Bridges (who also received an Oscar nod for this role) can do this sort of thing in his sleep. He brings a subtle fragility to the role of an on-the-edge-of retirement Ranger with no family or friends outside of his half-Indian, half-Mexican partner who tolerates an unending torrent of racist jokes with a tired awareness that this is how Hamilton expresses friendship.
The direction by Scottish-born David Mackenzie, is subtle and restrained, allowing the performances, Giles Nuttgens‘ cinematography, and a score by Nick Cave and Warren Ellis to do the heavy lifting. And while some may argue that the open-ended nature of the film shifts it from being a true noir, I’d have to disagree. The chess match of monologues that goes on at the conclusion of the film is a welcome variation of the clichéd guns-blazing showdown that one would expect from a film like this. Whether or not Toby will ultimately get away with what he’s done isn’t the point. He’ll have to live with it until then, and if that’s not noir, I don’t know what is.

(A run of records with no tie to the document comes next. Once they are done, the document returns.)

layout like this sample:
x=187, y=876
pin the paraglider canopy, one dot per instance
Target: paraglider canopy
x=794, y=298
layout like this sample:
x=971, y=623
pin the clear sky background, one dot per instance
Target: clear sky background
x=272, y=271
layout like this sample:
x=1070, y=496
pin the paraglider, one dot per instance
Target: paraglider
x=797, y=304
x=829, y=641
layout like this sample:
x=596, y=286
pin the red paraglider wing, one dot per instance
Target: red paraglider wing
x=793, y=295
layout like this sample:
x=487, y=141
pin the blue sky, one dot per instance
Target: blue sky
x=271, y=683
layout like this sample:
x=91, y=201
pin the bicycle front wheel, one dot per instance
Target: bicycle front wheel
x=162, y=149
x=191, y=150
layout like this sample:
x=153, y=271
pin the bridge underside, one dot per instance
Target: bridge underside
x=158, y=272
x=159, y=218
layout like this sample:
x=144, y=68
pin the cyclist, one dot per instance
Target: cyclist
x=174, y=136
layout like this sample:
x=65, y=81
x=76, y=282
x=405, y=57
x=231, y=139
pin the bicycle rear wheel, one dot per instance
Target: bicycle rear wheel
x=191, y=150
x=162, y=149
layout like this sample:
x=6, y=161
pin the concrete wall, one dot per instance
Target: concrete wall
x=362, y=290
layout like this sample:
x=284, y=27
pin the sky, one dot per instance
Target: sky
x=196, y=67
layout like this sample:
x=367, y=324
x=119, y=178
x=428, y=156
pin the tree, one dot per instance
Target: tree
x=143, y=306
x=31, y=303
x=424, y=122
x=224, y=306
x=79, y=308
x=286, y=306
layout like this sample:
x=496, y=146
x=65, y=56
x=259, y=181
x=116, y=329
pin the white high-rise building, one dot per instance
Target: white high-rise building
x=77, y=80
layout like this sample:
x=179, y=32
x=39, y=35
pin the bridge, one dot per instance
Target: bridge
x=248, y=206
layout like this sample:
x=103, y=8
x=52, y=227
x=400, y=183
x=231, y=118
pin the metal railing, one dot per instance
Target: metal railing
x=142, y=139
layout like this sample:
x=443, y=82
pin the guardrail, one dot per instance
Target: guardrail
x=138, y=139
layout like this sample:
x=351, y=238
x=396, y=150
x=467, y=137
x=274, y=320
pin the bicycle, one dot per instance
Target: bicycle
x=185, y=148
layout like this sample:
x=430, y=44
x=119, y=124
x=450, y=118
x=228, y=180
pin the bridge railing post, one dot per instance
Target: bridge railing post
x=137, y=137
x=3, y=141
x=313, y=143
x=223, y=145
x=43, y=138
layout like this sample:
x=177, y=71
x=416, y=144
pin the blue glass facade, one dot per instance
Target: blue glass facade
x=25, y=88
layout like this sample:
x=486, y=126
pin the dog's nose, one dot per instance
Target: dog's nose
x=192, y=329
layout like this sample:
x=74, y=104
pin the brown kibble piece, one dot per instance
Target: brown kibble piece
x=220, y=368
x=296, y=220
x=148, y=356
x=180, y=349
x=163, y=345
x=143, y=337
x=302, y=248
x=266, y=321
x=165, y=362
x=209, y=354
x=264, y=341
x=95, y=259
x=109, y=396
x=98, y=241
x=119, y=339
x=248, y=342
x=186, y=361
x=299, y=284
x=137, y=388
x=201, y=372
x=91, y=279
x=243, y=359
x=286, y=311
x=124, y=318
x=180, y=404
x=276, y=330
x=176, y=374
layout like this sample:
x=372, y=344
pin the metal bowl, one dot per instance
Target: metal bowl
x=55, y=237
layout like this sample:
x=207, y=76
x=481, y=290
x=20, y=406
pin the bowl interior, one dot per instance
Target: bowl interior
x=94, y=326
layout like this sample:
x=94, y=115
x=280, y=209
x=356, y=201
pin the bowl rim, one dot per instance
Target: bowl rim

Overall, Hell or High Water is an understated neo-Western, neo-noir that deserves whatever attention it gets. But it’s not the sort of film that will end up taking home many mainstream awards. Films about poor white trash don’t do that unless your protagonist has a physical or mental handicap to overcome and raise everyone’s spirits. This is just a solid film, with solid performances, about believable characters doing things we all kind of wish we could get away with.